To what extent is Dead in the Stacks based on your own experiences?
- A lot, though happily I never found a dead body in the library stacks when I worked in small public libraries much like the one in the book.
Why did you decide to write this book?
- To see if I could write fiction. My father was science fiction writer Cordwainer Smith and I never felt I could match his skills. But I decided to try in a completely different genre.
You make good use of locations in the book – there’s a real sense of place. Are these locations significant for you?
- Yes, most of my working life was spent in small public libraries.
What advice would you give to aspiring authors?
- Just start writing, with a rough plot outline or a detailed one, and see what happens. Take part in the National Novel Writing Month in Novembers.
How would you advise a new author about traditional publishing versus self publishing?
- I'm made a good chunk of my living from self-publishing, so for people who have at least a little entrepreneurial skill or are willing to develop it, I do like that.
Dead in the Stacks is an absorbing read. How important was it to you to write with pace and energy?
- Glad you liked it. It was my first novel so I tried to keep it moving.
Why do your chapters have titles?
- I'm just used to that from having been a children's librarian where it was more common. As I was writing, I found it helped me with the flow of the tale.
How have readers responded to Dead in the Stacks?
- They liked it.
Where next? What are you working on now?
- I wrote two more cozies in the trilogy and now I'm writing my memoirs.
Synopsis
The Silvermine Public Library had never had a dead body on the floor before. The body was that of library board member Mark Wagner, and it could have been a heart attack.
But of course the possibility of murder came up. Who would have killed Mark? What about the many women he hit on, putting his big hands where they didn’t belong? What about the many people who had suffered from his rapacious real estate deals? If you counted up who was annoyed at Mark, it would be hundreds or even thousands of people in Silvermine (pop. 10,000). If you counted up who might really have done it, well, there were several suspects.

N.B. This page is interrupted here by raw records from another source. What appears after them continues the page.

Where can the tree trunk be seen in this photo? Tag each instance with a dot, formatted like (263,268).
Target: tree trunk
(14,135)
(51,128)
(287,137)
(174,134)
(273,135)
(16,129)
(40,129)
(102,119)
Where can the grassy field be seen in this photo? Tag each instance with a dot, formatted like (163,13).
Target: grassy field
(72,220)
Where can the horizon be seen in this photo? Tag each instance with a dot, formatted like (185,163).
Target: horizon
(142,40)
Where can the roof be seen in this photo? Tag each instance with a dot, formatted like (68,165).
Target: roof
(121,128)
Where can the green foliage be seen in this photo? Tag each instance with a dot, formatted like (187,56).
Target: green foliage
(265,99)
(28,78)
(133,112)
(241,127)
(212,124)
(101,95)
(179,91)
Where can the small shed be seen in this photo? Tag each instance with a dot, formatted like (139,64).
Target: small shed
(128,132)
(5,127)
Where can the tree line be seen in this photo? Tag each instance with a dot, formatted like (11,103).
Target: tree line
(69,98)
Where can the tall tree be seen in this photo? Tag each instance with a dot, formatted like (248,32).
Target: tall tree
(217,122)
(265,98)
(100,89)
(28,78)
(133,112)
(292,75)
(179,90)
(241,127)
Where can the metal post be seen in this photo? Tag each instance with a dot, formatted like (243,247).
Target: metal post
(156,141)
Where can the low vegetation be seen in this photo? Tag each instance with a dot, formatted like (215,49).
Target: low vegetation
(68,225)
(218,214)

Some people were talking about the library director Lauren Long, but she had her hands full, trying to keep the momentum for a new library going forward while everyone’s attention was on the death. There was her love life to keep going, too, and then someone tried to break into her house, more than once.
Was she marked for murder? In this story, the first of the Curious Librarian Cozy Mystery series, author and librarian Zana Hart weaves a tale that leaves red herrings all over the library.